Na opinião da bióloga Alba Lúcia Cavalheiro, da Universidade Estadual de Londrina (UEL), Itaipu fez bem a recomposição florestal do local que há 33 anos era um capinzal e, hoje, abriga o refúgio biológico. “Na construção da usina, em uma ponta estão os responsáveis pela produção de energia e, na outra, estão os grupos de pesquisa que estudam como atenuar o impacto humano”, afirma. “A empresa tem feito isso da melhor forma possível, nós vemos aqui uma recomposição florestal que presta os serviços ambientais, já há a recuperação da biodiversidade, da proteção do solo e do microclima”.

“Estou muito impressionada com a paixão dos profissionais da empresa com o trabalho que fazem”, afirmou a arqueóloga Anabel Ford, da Universidade da Califórnia de Santa Bárbara, Estados Unidos. Ela acompanhou atenta as explicações do médico veterinário Wanderlei de Moraes, da Divisão de Áreas Protegidas de Itaipu, sobre as trilhas de fauna no RBV. “Há uma preocupação com a relação entre o ser humano e a natureza, e estamos perdendo isso”, disse a especialista que estuda a civilização Maia, no Sul do México.

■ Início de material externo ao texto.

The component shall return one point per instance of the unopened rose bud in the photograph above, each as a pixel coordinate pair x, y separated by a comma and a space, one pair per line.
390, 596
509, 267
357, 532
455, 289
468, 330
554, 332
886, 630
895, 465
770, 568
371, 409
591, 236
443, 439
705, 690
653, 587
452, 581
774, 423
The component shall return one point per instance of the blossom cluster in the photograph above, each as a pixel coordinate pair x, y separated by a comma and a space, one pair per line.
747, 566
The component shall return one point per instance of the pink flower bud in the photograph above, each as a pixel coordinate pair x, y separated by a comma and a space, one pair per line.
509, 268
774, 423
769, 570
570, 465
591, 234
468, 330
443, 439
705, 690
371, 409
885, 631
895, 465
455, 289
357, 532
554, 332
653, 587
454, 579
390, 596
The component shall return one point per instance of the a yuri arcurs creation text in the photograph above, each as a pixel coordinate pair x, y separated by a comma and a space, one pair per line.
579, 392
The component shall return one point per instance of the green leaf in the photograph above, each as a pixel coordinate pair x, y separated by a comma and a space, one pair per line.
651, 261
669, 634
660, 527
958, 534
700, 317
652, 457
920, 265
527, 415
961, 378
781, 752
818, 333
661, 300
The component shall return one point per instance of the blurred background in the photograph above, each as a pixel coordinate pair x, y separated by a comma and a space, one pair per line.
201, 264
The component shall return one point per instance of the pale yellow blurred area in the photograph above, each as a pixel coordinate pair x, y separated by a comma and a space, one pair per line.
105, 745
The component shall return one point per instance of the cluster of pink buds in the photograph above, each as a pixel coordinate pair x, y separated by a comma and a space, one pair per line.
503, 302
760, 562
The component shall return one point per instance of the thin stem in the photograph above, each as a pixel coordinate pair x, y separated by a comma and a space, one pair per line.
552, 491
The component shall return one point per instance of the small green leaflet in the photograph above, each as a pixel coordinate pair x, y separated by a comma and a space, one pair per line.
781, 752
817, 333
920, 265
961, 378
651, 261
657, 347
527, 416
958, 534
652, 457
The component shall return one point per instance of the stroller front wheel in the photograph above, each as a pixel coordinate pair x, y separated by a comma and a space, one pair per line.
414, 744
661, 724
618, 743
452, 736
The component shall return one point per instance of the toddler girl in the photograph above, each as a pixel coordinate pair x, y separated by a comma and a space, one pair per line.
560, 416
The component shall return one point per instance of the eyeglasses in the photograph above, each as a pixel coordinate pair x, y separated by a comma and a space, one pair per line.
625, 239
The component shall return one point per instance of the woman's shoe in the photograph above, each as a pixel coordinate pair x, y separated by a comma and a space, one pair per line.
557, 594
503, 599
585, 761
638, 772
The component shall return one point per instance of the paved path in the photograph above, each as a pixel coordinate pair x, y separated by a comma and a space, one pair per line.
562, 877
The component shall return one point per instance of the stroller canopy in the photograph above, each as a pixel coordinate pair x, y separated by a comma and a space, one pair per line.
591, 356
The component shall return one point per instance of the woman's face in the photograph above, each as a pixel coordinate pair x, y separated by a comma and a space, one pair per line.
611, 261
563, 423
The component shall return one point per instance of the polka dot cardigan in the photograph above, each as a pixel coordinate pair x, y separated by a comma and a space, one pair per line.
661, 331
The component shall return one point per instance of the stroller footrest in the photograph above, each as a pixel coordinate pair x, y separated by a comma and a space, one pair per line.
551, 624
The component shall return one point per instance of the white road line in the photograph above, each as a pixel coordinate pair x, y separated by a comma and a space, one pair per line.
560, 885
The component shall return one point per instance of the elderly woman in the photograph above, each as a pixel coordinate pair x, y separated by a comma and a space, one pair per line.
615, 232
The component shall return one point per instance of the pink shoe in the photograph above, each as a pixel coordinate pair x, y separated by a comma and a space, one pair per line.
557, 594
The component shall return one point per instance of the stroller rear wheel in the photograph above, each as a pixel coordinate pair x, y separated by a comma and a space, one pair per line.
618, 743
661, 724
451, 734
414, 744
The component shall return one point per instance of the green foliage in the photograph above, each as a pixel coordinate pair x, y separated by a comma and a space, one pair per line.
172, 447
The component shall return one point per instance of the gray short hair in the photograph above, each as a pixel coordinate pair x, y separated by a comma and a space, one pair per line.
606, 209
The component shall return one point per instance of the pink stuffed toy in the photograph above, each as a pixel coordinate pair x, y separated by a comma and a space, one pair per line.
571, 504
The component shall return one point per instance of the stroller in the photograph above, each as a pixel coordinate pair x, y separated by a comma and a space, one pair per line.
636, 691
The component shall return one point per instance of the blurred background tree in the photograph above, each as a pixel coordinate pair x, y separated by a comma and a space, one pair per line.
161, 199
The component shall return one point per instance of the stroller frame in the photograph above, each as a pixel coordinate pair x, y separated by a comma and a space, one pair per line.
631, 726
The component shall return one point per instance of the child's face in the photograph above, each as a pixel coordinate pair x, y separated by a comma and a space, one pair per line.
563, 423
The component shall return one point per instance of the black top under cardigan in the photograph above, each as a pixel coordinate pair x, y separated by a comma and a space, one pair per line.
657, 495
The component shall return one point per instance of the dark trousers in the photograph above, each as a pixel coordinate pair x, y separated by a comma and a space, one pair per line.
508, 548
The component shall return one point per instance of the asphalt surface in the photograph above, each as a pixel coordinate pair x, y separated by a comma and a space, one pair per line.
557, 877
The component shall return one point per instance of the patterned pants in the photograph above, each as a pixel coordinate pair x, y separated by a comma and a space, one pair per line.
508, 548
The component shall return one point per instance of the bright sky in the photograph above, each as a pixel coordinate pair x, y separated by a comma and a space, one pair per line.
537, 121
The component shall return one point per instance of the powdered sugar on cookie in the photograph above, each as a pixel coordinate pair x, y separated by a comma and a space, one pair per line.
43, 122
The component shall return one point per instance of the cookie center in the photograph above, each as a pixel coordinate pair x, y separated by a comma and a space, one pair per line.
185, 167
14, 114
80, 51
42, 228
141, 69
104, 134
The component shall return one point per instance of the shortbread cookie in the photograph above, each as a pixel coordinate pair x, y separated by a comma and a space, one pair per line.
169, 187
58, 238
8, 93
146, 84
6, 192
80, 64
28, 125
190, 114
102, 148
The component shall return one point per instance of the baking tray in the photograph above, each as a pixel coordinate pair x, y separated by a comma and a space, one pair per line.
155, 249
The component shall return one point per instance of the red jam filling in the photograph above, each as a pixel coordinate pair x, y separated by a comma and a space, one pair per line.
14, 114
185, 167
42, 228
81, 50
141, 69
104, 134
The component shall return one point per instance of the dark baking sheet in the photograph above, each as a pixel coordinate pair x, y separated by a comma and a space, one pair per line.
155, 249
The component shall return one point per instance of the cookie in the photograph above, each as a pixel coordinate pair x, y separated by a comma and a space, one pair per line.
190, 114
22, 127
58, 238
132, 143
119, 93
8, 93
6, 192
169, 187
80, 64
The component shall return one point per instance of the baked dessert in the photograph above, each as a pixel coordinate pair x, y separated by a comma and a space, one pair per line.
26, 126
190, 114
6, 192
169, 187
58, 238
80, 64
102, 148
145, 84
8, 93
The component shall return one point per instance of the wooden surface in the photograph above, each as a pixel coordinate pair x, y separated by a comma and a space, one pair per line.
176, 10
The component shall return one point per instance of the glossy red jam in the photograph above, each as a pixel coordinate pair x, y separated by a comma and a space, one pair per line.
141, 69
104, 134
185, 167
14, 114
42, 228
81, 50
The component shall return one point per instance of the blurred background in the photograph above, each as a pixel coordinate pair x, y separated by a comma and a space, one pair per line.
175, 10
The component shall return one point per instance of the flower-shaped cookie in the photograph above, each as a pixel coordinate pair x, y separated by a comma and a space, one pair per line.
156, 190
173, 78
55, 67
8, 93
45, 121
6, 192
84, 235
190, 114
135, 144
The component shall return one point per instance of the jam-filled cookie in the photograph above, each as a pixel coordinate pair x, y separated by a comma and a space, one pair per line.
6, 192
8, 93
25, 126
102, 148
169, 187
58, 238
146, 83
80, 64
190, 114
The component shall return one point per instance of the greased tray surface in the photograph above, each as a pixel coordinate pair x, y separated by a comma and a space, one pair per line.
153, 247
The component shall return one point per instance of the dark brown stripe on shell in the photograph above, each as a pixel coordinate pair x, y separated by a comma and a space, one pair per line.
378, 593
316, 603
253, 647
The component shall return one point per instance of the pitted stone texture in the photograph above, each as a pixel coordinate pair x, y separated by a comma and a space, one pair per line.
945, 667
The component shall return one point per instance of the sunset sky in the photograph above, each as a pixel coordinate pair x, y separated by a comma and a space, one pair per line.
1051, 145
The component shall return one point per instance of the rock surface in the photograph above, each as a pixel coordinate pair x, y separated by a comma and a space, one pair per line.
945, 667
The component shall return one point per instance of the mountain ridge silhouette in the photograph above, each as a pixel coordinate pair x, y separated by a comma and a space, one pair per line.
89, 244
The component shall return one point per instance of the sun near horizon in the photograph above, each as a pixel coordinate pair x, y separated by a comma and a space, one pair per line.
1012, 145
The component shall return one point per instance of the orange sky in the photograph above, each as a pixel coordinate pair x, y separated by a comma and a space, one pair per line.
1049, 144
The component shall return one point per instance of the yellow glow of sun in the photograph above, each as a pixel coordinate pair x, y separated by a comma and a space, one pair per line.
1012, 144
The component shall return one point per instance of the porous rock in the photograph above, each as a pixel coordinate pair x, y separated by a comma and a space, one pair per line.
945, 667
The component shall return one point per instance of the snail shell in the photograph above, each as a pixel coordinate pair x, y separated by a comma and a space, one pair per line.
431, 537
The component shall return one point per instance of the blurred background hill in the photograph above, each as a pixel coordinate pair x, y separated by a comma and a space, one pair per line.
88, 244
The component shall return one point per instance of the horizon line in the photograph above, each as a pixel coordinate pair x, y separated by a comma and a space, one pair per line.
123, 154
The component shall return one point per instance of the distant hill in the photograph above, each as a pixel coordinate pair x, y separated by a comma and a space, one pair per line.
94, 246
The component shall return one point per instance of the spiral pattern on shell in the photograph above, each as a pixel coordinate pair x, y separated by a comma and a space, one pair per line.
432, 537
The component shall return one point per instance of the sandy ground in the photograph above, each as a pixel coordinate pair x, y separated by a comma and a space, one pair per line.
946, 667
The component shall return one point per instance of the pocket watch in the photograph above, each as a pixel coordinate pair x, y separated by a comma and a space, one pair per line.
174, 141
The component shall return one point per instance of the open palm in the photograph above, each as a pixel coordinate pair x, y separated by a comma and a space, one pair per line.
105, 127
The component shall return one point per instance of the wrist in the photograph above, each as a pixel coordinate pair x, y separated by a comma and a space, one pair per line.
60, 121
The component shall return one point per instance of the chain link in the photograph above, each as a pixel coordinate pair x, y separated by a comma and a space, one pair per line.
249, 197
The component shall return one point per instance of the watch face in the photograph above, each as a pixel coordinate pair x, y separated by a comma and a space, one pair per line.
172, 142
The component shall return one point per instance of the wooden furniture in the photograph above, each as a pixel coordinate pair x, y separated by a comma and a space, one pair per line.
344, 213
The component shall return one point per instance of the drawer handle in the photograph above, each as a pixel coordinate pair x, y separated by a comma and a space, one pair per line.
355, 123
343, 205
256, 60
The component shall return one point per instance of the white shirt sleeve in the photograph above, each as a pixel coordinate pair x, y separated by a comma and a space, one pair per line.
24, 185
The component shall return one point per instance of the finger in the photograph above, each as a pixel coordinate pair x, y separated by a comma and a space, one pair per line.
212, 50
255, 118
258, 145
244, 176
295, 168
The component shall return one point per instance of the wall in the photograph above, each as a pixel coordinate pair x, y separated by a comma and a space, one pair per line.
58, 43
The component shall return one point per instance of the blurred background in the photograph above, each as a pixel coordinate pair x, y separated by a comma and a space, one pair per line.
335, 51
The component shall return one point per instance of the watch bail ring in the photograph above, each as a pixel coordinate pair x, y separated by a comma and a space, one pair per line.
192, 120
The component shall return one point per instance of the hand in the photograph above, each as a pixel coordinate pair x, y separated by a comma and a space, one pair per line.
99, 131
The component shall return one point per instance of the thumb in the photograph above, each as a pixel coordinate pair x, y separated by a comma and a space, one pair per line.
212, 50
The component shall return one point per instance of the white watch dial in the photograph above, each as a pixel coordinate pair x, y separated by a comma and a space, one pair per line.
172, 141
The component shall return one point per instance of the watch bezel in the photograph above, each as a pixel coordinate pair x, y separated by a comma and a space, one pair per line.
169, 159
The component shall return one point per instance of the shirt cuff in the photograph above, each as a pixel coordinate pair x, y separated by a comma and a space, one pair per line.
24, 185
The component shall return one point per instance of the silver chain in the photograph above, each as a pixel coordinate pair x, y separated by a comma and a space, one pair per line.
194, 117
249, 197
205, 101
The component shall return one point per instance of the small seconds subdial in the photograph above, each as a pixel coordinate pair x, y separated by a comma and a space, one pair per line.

Conferência de Restauração Ecológica

As conferências Mundial e Brasileira de Restauração Ecológica são organizadas a cada dois anos pela Sociedade de Restauração Ecológica (SER, na sigla em inglês). Em Foz do Iguaçu, elas aconteceram por meio de uma parceria com a Sociedade Brasileira de Restauração Ecológica (Sobre) e a Sociedade Ibero Americana e Caribenha de Restauração Ecológica (Siacre). Os participantes de mais de 60 países são de agências governamentais, organizações sem fins lucrativos, universidades, instituições de pesquisa e da iniciativa privada.

A Itaipu

Com 20 unidades geradoras e 14.000 MW de potência instalada, a Itaipu Binacional é líder mundial na geração de energia limpa e renovável, tendo produzido, desde 1984, mais de 2,4 bilhões de MWh. Em 2016, a usina retomou a liderança mundial em geração de energia, com a marca de 103.098.366 MWh gerados. A hidrelétrica é responsável pelo abastecimento de 17% de toda a energia consumida pelo Brasil e de 76% do Paraguai.